Chiefs general manager Brett Veach
Conventional wisdom says a first-time general manager at the tender age of 39 might be reticent to make to move too far too fast. But Veach has shown a willingness to move aggressively pursuing deals for the Chiefs, and so far it’s paying big dividends. NFL teams knew the Chiefs needed to create cap space, yet Veach created a bidding war for his best commodity and landed a deal better than most expected. The whirlwind pace of the young GM begs the question what he will do for an encore, and no one expects the Chiefs to stand pat between now and the draft. Veach emerges from this deal as the biggest winner.
Washington QB Kirk Cousins
The battle of wills between Washington’s front office and Cousins comes to an end, and now it’s time for the quarterback to get paid. Successful quarterbacks under age 30 without healthy problems simply don’t hit the free agent market often. Cousins’ new contract could even exceed the extension that Smith signed with Washington.
Washington QB Alex Smith
Smith ranks as the 17th-highest paid player in NFL history according to Spotrac.com. His career earnings through the 2018 season will top more than $123 million, and that’s before a four-year contract extension kicks in. The $94 million, four-year deal with $71 million in guaranteed money guarantees Smith will comes close to becoming a $200 million player for his career. Smith wanted some control over where he landed, and he got that with this deal. Smith should fit well with the offense under head coach Jay Gruden and offensive coordinator Matt Cavanaugh. Smith endured great scrutiny in both San Francisco and Kansas City, but those expectations may ratchet even higher in Washington. Yet even if the marriage between Smith and Washington doesn’t last, Smith got his final payday.
Chiefs CB Kendall Fuller
Fuller stood third on the Washington depth chart at cornerback and far from a household name before his name became linked to the Smith deal. Now it seems everyone knows the No. 2 cornerback for the Chiefs who ranked as the league’s best slot corner in terms passer rating and earned the sixth-best cornerback grade of the season from Pro Football Focus. How Fuller handled the trade on Twitter endeared him to Chiefs fans, and he looks well on his way to becoming a fan favorite before he ever takes a snap for the team. The Chiefs scouted well and got the player they wanted.
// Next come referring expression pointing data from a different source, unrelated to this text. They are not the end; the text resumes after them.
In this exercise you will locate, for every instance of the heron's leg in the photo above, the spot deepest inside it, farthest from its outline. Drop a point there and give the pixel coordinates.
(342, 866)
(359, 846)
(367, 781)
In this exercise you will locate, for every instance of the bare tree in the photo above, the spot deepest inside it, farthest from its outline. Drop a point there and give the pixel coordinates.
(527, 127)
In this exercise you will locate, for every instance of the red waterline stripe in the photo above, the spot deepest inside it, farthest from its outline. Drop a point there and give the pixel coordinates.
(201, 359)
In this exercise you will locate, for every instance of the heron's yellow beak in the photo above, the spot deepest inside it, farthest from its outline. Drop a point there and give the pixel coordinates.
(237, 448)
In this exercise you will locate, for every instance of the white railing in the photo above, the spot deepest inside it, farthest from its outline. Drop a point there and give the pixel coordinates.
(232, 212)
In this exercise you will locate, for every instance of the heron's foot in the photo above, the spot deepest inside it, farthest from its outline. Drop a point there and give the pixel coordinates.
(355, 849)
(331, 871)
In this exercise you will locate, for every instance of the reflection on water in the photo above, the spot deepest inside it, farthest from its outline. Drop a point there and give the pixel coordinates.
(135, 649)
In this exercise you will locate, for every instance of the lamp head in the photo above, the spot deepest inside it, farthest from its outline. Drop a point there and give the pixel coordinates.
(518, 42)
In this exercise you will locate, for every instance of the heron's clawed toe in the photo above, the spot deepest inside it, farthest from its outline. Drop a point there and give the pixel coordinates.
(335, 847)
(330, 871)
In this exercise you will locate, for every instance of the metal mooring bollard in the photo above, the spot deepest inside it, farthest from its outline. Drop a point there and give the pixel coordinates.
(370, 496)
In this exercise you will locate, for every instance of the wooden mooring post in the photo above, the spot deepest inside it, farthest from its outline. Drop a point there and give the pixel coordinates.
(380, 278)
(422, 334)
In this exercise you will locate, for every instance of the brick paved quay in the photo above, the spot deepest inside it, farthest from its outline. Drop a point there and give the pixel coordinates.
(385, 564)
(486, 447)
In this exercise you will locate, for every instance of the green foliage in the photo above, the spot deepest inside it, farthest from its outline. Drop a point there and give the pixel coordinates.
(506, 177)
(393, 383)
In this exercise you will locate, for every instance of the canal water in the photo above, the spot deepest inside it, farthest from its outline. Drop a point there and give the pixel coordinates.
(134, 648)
Washington president Bruce Allen
The general consensus even among Washington beat reporters affirms the Chiefs won the trade, but there are plenty of benefits on both sides. Washington final ends the drama with Cousins, a relationship that clearly didn’t work and left a cloud around the franchise. Smith is an upgrade over Cousins, and should work well within the system. Washington gave up a young rising cornerback, but they dealt from a position of strength. Allen went out and got the best quarterback that will be available in this year’s market. There is certainly more risk for Washington than Kansas City, but once the shock of the trade wears off and Smith settles in with his new team, this could work out for well for both teams.
Chiefs QB Patrick Mahomes
The apprenticeship is over, and it’s time for Mahomes in Kansas City. There might be growing pains at times, but this is what Chiefs fans wanted. They want an opportunity to have a face of the franchise homegrown from the start. Great expectations will make it a challenge, but Mahomes has the physical talents and charisma to make it work.